Exploring new models for education is one of the pillars of President Frances Bronet’s inauguration and an important area of discussion in academia. We live during a time of dramatic change, where the landscape is quickly shifting. How is Pratt preparing its students for careers and technologies that aren’t here yet?
In this new weekly series, “Educating for the Future,” educators across Pratt’s disciplines share their vision as to how they are educating students for a world that is quickly evolving—and reflect on what is needed to prepare the next generation for an environment that is rapidly changing.
This column is by Shannon Ebner, Chair of the Photography Department in Pratt’s School of Art.
As Photography chair, when I think of responding to this question of how to prepare students as the next generation of image makers, I must begin by asking a series of questions: What does it mean for students to make images in the 21st century? What does it mean to practice this activity every day and what will it mean tomorrow? The medium of photography, by its nature, has only ever been unstable at best. What does it mean that cameras are portable, wearable devices, lightweight, and able to transmit electronically across screens, platforms, continents, and outlets—from gallery and museum walls in our metropolitan centers to international platforms within globalized spheres to social media platforms that operate within affective economies aggregating consensus-based likes and dislikes—from affirmations to condemnations?
And finally, how do we educate students to be critical readers of images, especially when images at this moment actually run the risk of replacing language altogether?

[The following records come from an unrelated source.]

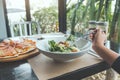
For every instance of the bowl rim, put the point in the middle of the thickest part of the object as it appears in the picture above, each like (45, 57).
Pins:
(85, 49)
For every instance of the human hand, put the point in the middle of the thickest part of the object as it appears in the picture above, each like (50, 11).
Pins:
(98, 38)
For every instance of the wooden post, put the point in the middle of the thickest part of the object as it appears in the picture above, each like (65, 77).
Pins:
(28, 15)
(62, 15)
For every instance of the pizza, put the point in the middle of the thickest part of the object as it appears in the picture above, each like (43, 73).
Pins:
(11, 48)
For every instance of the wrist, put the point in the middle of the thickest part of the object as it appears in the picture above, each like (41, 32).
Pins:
(97, 46)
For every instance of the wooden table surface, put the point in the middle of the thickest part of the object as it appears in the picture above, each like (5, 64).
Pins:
(23, 70)
(45, 68)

Here at Pratt, within my discipline of photography, I am interested in formulating new ways of approaching curriculum development around the polyvalent practice of image making. I am committed to imagining new ways for faculty and students to work together to slow the flow of images and break the patterns of circulation: Imagine hallways filled with the sound of falling images—these would be the sounds of gravity-bound images, images with weight, weight carrying meaning.
Within this “photographic universe,” how images are weighed and what they measure has everything to do with context. I see my time at Pratt as being one in which the faculty develops new models for pedagogy that complicates the narratives around the formulation of images and image cultures. How do artists self-define self-expression within the context of post-colonial histories, within the context of issues surrounding representations of identity and race, within the context of mass dislocation and dispossession, within the context of theoretical models generated by practitioners, generated by artists? How do we create the conditions to have these conversations with our students, to prepare them for a world of images, a world of assumptions, a world of competing literacies? I am invested in a pedagogy that lets us—as artists, thinkers, and makers—lead the charge to think together and develop active classroom environments that help our students be better prepared for the challenges of our time.